MENU
 
 
  • Strawberry sponge cake

    1 vote
    Strawberry sponge cake
    Prep: 25 min Cook: 25-30 min Servings: 8
    by Dominika
    6 recipes
    >
    This year I have opened the strawberry season with a strawberry sponge cake recipe. This strawberry cake is so easy to make and it tastes delicious so it should become the essential summer cake recipe in every kitchen.

    Ingredients

    • 200g unsalted butter, at room temperature
    • 200g caster sugar
    • 4 medium eggs, at room temperature
    • 200g self raising flour
    • 1 tsp vanilla extract
    • 300ml fresh double cream, or 300ml fresh whipping cream
    • approx. 500g of freshly picked strawberries
    • icing sugar
    • optional: grated dark chocolate (70% of cocoa)

    Directions

    1. - First you need to bake a sponge cake.
    2. - Preheat oven to 200C/fan 180C/gas mark 6/392F/moderate.

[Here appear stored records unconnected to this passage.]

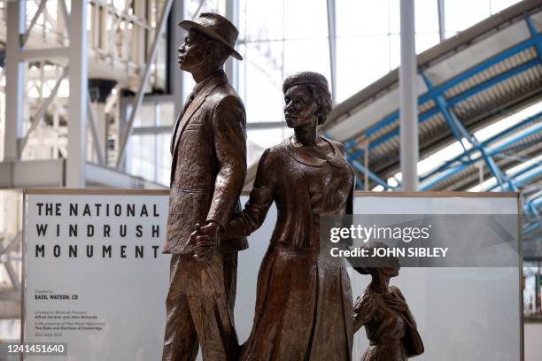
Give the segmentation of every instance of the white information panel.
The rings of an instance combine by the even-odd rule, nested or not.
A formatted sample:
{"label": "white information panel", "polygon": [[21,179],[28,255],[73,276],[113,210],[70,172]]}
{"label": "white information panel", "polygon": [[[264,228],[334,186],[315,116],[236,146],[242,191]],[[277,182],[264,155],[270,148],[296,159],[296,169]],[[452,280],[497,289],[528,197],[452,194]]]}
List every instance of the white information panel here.
{"label": "white information panel", "polygon": [[[68,356],[51,361],[159,359],[169,277],[169,256],[160,253],[167,193],[97,192],[27,194],[24,340],[66,342]],[[518,214],[518,200],[510,194],[360,193],[355,213]],[[273,206],[239,254],[241,342],[252,326],[258,270],[275,219]],[[418,322],[425,353],[415,359],[522,361],[520,280],[521,266],[401,268],[391,283]],[[370,276],[352,271],[351,281],[355,297]],[[352,359],[368,344],[361,329]]]}
{"label": "white information panel", "polygon": [[68,354],[27,358],[159,359],[167,192],[67,193],[26,195],[24,341]]}

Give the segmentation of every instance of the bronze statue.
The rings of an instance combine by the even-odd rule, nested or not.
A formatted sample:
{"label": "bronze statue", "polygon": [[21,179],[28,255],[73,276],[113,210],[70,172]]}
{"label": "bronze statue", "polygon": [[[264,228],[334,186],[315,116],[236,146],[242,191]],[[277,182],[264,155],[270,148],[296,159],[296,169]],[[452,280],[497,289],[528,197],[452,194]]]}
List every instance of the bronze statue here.
{"label": "bronze statue", "polygon": [[[353,305],[342,258],[321,257],[321,215],[352,211],[354,172],[342,145],[318,135],[331,110],[326,79],[284,81],[284,117],[295,135],[265,150],[244,210],[224,242],[259,228],[273,202],[278,216],[258,275],[254,323],[241,360],[350,360]],[[204,242],[205,236],[197,237]]]}
{"label": "bronze statue", "polygon": [[[215,13],[179,26],[188,30],[179,65],[197,84],[171,141],[163,252],[173,256],[162,359],[194,360],[199,344],[205,360],[232,360],[238,349],[233,317],[237,251],[247,242],[241,236],[219,242],[219,234],[241,209],[246,173],[244,108],[223,71],[228,56],[242,59],[234,49],[238,31]],[[195,230],[206,235],[202,251],[189,242]]]}
{"label": "bronze statue", "polygon": [[[369,249],[387,246],[375,242]],[[372,250],[370,251],[372,254]],[[401,291],[389,286],[400,269],[396,257],[381,257],[378,266],[356,267],[372,276],[371,283],[354,306],[354,332],[365,326],[369,347],[361,361],[403,361],[423,353],[416,321]]]}

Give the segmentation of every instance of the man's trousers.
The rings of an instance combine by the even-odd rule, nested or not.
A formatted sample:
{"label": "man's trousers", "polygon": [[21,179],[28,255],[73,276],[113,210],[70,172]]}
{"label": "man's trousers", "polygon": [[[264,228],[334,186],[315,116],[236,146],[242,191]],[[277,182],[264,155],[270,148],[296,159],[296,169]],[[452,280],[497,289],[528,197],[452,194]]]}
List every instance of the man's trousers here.
{"label": "man's trousers", "polygon": [[237,252],[215,254],[209,263],[171,257],[162,361],[192,361],[201,345],[205,361],[236,359],[234,326]]}

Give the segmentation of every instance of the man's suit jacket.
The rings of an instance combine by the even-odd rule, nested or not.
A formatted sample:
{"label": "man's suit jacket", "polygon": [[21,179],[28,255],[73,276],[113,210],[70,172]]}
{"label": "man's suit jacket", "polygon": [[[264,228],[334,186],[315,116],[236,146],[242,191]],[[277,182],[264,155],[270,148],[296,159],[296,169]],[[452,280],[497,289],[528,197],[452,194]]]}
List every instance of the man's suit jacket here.
{"label": "man's suit jacket", "polygon": [[[196,223],[224,228],[241,211],[246,174],[244,107],[224,72],[212,75],[174,127],[169,214],[164,253],[193,254],[187,245]],[[221,242],[219,251],[248,247],[246,238]]]}

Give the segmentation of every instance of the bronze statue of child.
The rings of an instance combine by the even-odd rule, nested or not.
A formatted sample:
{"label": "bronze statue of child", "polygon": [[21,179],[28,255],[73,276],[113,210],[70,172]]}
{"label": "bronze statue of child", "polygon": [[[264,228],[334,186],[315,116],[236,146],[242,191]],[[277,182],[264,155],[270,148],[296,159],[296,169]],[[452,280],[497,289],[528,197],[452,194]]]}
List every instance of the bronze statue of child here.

Place the butter and sugar in a bowl and cream together until pale and fluffy (about 5 minutes).
    3. - In another bowl lightly beat the eggs.
    4. - Slowly add the eggs to the butter-sugar mixture mixing at low speed, add 1tsp of vanilla.
    5. - Once the eggs and butter-sugar mixture are combined, slowly mix in self raising flour.
    6. - Grease a baking tin with butter, cut a piece of greaseproof paper to fit inside. Optional: if you run out of greaseproof paper, grease the tin with butter and cover it with breadcrumbs.
    7. - Using a small palette knife fill the baking tin evenly with the mixture.
    8. - Bake for about 25-30 minutes. Test the sponge cake with a thin knife. It should come out clean when the cake is baked.
    9. - Allow the sponge cake to cool on a wire rack. Take a knife and cut off the top of the cake to get a flat surface.
    10. - Mix the cream (in this case - I prefer double cream because it gets much stiffer than whipping cream). Spoon a few tablespoons of the cream on the cake and use a small palette knife to level and smooth the surface.
    11. - Wash the strawberries in cold water and cut every strawberry into quarters. Cover the whole surface with strawberries and sprinkle with icing sugar.
    12. - Use as many strawberries as you can to cover all the cake's surface.
    13. - Before serving this yummy strawberry cake chill it in a refrigerator for 15 minutes to allow the cream to become firmer.